Deve ser por causa da ostensiva hegemonia, entre nós, dessa percepção do futebol como «ciência popular» que o último dia do congresso se desenrolou perante uma magra plateia que não atingia as duas dezenas de pessoas. «Mas o número de inscritos era muito maior», dizia-me, espantado, um dos organizadores. No mundo do futebol português, todos nasceram ensinados: entre recorrer a um psicólogo ou ir à bruxa muitos (ir)responsáveis preferem a segunda via. Mesmo que os resultados continuem a não aparecer.
Contra este deserto insurgiu-se um árbitro internacional, o conhecidíssimo Vítor Pereira. Couberam-lhe, aliás, algumas das intervenções mais interessantes do congresso, na defesa da profissionalização dos árbitros (que há muito me parece óbvia), na interrogação sobre a ausência de qualquer representante federativo, na denúncia da falta de condições para que os árbitros exerçam condignamente a sua missão: a de julgar com rigor, isenção e competência, a bem do jogo e do espectáculo.
A mim, sempre me interessou, no futebol, a figura do árbitro. Em primeiro lugar, porque não consigo perceber a motivação da tarefa, para mais nas condições de perigosidade em que a função vem a ser exercida no futebol moderno. Mas é verdade que eu também nunca fui sensível à vontade de ser juiz que animava muitos dos meus colegas de Direito; nesta matéria das vocações (e provavelmente só nesta), gostos não se discutem. Mas, ao longo dos anos, tenho vindo a interrogar-me sobre o estatuto do juiz no jogo e sobre a forma como os organismos internacionais (não) têm vindo a ajudar os árbitros a cumprir melhor a sua função.
A evolução das leis do futebol tem sido lenta e não poucas vezes contraditória. O consultor do International Board e da FIFA George Cumming apresentou algumas das mais recentes alterações, como a penalização com cartão amarelo pela simulação de falta; ora, a simulação é, na maior parte das vezes, uma figura de fronteira e o cartão amarelo a mesma penalização que se atribui à falta cometida com contacto físico, que me parece indiscutivelmente mais grave. A questão que aqui se coloca é a da proporcionalidade da pena, ou seja, da sua adequação à gravidade da falta. Além disso, Cumming afastou veementemente a possibilidade de recurso a um juiz de bancada com acesso à repetição vídeo dos lances duvidosos, afirmando-se não convencido com a sua utilização na recente Taça do Mundo de Rugby. É uma questão de opinião: eu vi a maior parte dos jogos da Taça do Mundo e achei muito proveitoso o recurso ao vídeo, que é excepcional e tem que ser expressamente pedido pelo juiz de campo.

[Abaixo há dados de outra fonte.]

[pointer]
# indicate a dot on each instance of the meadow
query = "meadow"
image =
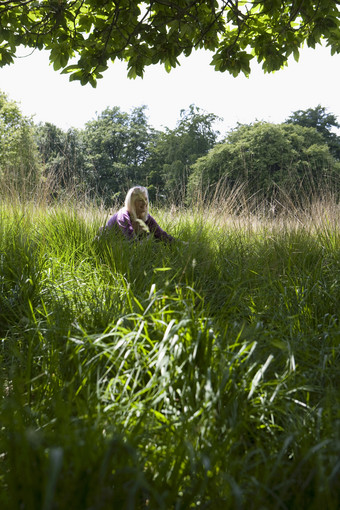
(143, 375)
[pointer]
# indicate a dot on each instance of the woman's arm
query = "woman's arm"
(157, 231)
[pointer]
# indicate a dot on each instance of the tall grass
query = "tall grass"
(199, 375)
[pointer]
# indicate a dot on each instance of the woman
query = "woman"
(134, 220)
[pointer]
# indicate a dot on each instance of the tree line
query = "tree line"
(118, 149)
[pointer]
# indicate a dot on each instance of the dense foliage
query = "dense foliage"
(117, 150)
(147, 376)
(265, 157)
(150, 32)
(20, 168)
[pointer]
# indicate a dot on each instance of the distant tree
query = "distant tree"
(20, 167)
(266, 156)
(150, 32)
(116, 145)
(321, 120)
(174, 151)
(63, 156)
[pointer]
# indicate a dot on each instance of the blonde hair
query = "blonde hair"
(130, 198)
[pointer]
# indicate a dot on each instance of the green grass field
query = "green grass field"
(200, 375)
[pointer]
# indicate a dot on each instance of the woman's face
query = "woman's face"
(141, 205)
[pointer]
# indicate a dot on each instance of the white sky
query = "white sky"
(49, 96)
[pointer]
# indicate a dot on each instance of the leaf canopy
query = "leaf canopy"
(92, 33)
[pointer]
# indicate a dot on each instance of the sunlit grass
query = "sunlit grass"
(198, 375)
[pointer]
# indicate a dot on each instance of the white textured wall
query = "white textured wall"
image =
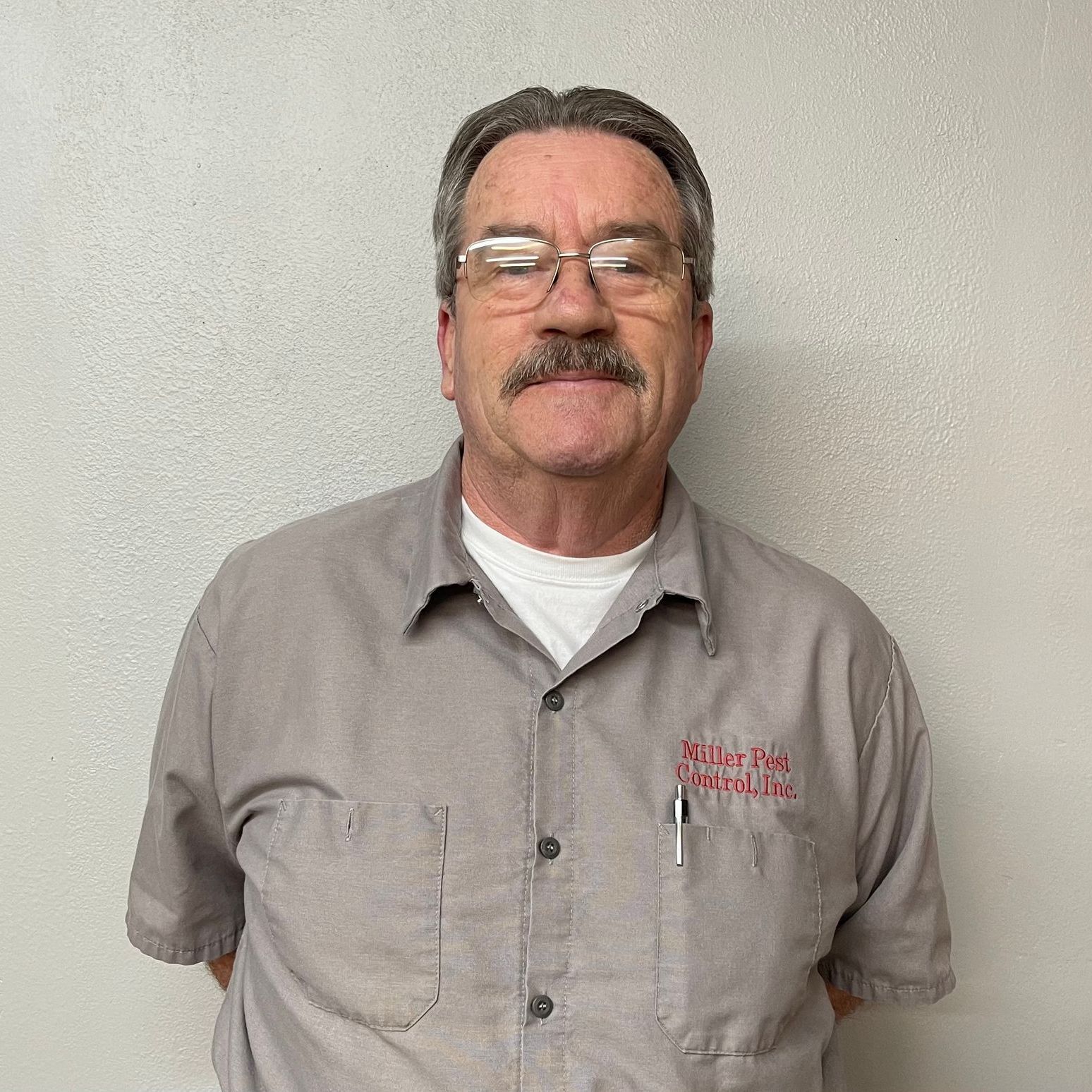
(215, 316)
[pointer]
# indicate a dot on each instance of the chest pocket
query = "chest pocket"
(352, 896)
(737, 934)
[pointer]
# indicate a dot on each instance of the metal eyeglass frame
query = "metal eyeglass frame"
(461, 260)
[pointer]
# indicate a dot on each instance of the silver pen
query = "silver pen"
(681, 817)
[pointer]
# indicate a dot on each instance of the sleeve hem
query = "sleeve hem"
(169, 954)
(892, 995)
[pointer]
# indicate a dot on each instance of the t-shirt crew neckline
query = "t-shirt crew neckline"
(526, 562)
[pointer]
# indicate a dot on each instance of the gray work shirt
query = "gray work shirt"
(446, 863)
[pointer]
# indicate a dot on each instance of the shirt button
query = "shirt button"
(553, 700)
(550, 848)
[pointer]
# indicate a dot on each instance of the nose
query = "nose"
(574, 306)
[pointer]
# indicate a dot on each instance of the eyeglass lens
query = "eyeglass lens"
(640, 272)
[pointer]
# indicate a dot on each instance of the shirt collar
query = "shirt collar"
(439, 558)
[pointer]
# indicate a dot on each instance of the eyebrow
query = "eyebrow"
(612, 229)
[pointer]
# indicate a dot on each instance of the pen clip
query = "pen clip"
(681, 817)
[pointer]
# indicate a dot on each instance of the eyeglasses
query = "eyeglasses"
(626, 272)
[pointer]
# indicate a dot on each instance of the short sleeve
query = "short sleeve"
(894, 942)
(186, 886)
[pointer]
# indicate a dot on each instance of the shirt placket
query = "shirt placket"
(550, 887)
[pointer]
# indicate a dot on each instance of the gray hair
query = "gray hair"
(602, 109)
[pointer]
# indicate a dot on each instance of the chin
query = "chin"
(575, 456)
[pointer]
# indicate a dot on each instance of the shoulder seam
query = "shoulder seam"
(887, 691)
(197, 615)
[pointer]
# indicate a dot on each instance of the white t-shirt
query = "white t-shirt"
(560, 600)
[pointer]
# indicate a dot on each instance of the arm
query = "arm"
(843, 1004)
(222, 970)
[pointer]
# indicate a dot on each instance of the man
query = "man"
(535, 775)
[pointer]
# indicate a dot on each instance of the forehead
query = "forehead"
(570, 185)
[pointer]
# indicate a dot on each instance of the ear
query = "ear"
(701, 332)
(446, 343)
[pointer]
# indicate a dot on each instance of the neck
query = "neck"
(577, 516)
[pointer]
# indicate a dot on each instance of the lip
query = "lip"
(576, 377)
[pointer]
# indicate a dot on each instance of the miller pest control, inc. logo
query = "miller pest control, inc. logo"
(751, 772)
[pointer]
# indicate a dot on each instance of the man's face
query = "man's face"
(571, 189)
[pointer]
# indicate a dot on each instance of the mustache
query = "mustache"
(559, 355)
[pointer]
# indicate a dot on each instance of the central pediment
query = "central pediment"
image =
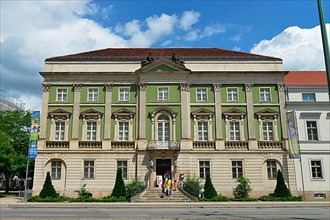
(163, 66)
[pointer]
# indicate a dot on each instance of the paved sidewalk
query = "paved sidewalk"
(15, 202)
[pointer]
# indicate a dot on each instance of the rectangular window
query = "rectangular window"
(162, 94)
(234, 131)
(204, 168)
(91, 131)
(123, 166)
(312, 131)
(232, 95)
(265, 94)
(123, 131)
(202, 131)
(271, 169)
(93, 94)
(56, 169)
(123, 94)
(59, 131)
(201, 94)
(88, 169)
(316, 169)
(61, 95)
(237, 168)
(267, 131)
(308, 97)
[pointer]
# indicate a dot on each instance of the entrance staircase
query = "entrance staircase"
(156, 195)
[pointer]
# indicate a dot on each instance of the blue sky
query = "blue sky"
(34, 30)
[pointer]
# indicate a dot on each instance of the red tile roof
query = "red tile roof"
(141, 53)
(306, 78)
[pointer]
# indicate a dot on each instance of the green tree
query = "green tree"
(48, 189)
(16, 126)
(119, 189)
(209, 190)
(7, 158)
(281, 190)
(243, 188)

Mas foi de Vítor Pereira que ouvi isto: os árbitros portugueses, que não têm um relvado para treinar (isto é, que não treinam nas condições reais em que têm que agir), sofrem de overtraining. Junte-se a isto a pressão provocada pelo facto de terem que acumular com os treinos (4 ou 5 por semana), as actuações e a recuperação de lesões, e ainda as suas obrigações profissionais, e imagina-se o estado em que alguns árbitros entram em campo.
Não sei se Vítor Pereira tem razão em tudo o que diz. Mas, como fervoroso adepto de futebol, acho que é preciso prestar-lhe atenção e olhar para o árbitro como o 23.º jogador, sem o qual o jogo não começa e de cuja performance o espectáculo se ressente. Assim tivesse lá estado gente para ouvi-lo.